The new surface (4) was created but destroyed immediately afterwards (but not by an unregisterSurface() but by a wl_client_destroy)
The previous surface (3) did not send the wl_callback_send_done() to the target renderer backend so the WebProcess stops to generate a new frame.

Then 3 scenarios:

If a page from a different domain is loaded on the same view: Then the situation can be recovered since a new Surface is going to be created and the previous one dies
If the new request is in the same domain. GAME_OVER. There is no new a registerSurface() and the Surface 3 is still pending a Surface::dispatchFrameCallbacks()
Creation a new page in a view ... apparently everything is still working. We will continue ...

... The new page load works in the new WebView because: 1) it is a new surface 2) associated with a new ViewBackend but recovers the situation? The answer is no: ...

A priori you could thinkg that the registerSurface() will shoot the ViewBackend::dispatchFrameCallbacks() for the previous surface. That is True but for the previous surface in ViewBackend but this is new one so only has one Surface (number 5) therefore it will not dispatch anything. As a consequence once this WebView is closed returns to the previous View, we will have that Surface 3 is still in the same inconsistent state.

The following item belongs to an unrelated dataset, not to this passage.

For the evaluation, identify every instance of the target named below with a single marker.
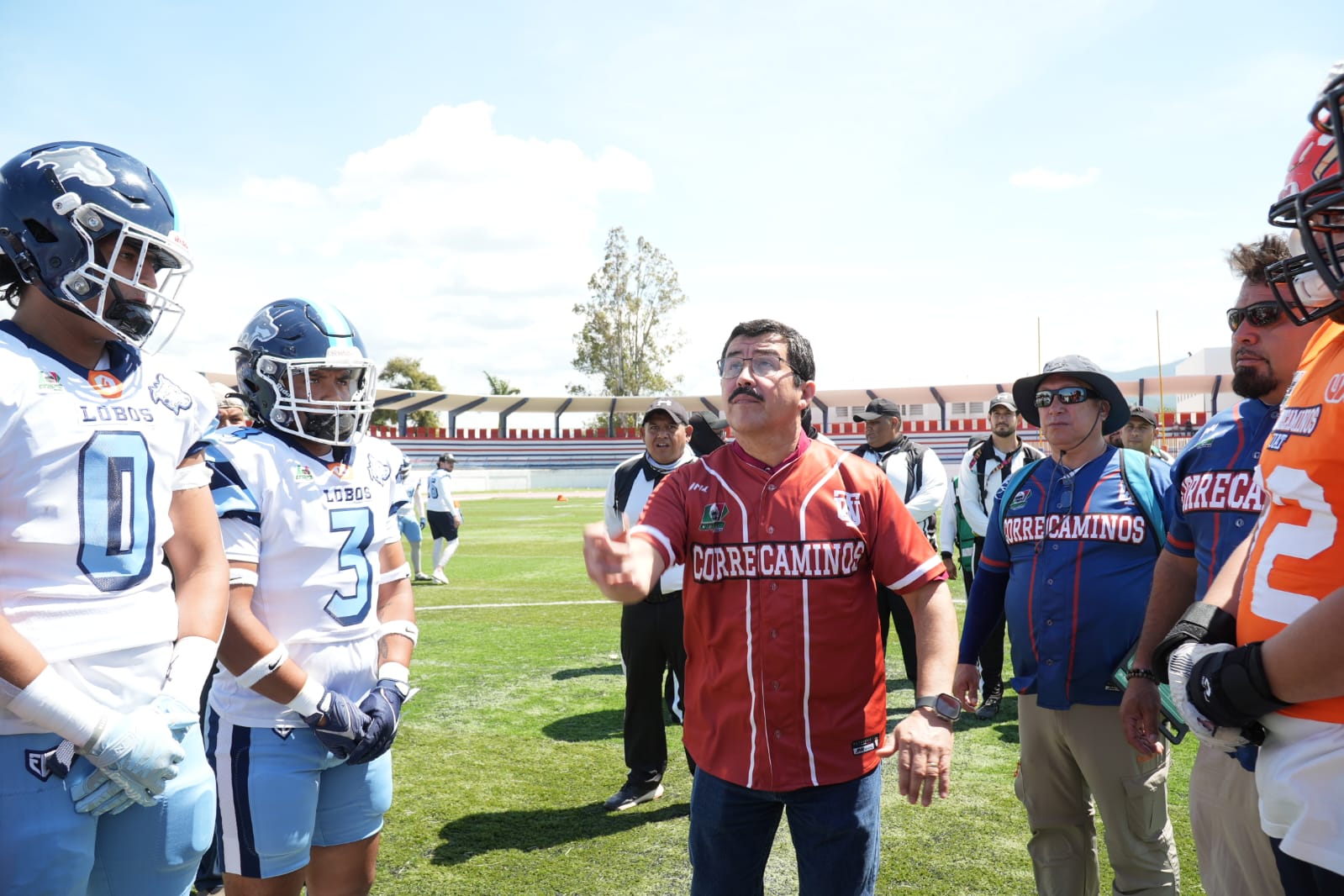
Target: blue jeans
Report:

So where can we make sure the dispatch for a previous Surface is going to work when those lazy frame happends?. I said before... there is not an unregisterSurface() for Surface 4, it dies abruptly therefore the place where to make sure that the previous frame of a previous surface is dispatched is in the bridgeConnectionLost().

As each ViewBackend (and hence web view) can get its contents rendered by different WPEWebProcess due to PSON, keep around a list of all the differen bridgeIds which have been associated with it in a std::vector. Newly added elements are always pushed at the back, so the most recent association (i.e. the "current" active one) is always the last element. Keeping the list allows getting back to the previously used ones.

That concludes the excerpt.